Un parlement européen en espéranto

Le journal en espéranto, vous en rêviez ? BFM l’a (presque) fait !

Reportage de BFM sur 600 européens à Strasboug sans barrière des langues :

« Jes, mi parolas Esperanton. » Si vous n’avez pas compris ma question, c’est
que la réponse est non. Ce que vous venez d’entendre, c’est de l’espéranto,
une langue internationale créée au XIXe siècle pour dépasser les frontières
linguistiques.

600 adeptes de ce langage venus de toute l’Europe sont venus assister ce
week-end au congrès d’Espéranto à Strasbourg, l’occasion notamment de
prendre des cours.

Équitable et facile à apprendre, c’est la promesse de l’espéranto, une langue
inventée pour faciliter la communication à l’international.

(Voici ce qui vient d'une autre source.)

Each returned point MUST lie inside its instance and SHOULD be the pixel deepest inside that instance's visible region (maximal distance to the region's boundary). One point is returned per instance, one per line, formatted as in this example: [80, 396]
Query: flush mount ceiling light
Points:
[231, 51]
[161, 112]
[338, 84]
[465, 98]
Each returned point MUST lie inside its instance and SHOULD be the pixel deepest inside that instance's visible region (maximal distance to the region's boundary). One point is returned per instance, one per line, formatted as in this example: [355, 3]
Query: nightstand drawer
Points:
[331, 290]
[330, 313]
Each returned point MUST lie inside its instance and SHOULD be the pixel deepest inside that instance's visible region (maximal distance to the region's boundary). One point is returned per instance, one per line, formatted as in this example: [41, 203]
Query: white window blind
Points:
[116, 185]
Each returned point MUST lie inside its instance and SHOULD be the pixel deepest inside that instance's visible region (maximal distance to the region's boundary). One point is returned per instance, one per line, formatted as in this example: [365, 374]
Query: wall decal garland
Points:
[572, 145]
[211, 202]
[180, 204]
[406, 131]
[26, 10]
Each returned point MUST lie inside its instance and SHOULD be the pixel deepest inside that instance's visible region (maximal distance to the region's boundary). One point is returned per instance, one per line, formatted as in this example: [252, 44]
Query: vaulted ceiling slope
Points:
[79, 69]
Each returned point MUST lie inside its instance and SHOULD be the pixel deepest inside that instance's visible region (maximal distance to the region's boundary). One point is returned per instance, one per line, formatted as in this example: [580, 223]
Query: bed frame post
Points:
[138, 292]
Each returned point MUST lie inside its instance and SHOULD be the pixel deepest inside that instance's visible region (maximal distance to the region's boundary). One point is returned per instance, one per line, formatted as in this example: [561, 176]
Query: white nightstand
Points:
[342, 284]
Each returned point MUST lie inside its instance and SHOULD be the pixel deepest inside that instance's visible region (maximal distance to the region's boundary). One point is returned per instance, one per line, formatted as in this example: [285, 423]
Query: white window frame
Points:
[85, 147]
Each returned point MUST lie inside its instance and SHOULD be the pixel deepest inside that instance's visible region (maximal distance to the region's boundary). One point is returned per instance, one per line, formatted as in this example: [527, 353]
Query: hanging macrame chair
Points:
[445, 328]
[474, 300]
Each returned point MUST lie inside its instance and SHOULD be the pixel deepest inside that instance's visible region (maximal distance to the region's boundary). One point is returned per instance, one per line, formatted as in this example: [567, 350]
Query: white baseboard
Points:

« On gagne forcément en temps d’apprentissage et puis la facilité aussi.
Toutes les lettres sont prononcées donc si je m’adresse à Paco qui est
hispanophone, il va comprendre ce que je lui dis et inversement quand il va
me parler je vais comprendre. »

« Oui, je pense que la grammaire française est très compliquée, l’accent
également. Pour moi, qui suis espagnol, c’est plus facile d’apprendre
l’espéranto. »

Deux millions de personnes dans le monde parlent cette langue et beaucoup
d’entre elles souhaitent la démocratiser. C’est le cas de Fabien qui a
découvert l’Espéranto il y a 22 ans et qu’il enseigne désormais avec
Espéranto Strasbourg.

« Une étude sortie en 2012 indiquait qu’il y avait à peine 1% des Européens
qui avaient le niveau C1 en anglais. Il y a également le fait que les
anglophones soient favorisés. Grâce à l’espéranto, chacun fait un pas vers
l’autre, fait l’effort de l’apprendre et on se rencontre à mi-chemin entre les
deux. »

L’association Esperanto Strasbourg compte une cinquantaine d’adhérents et
propose des cours chaque lundi en période scolaire.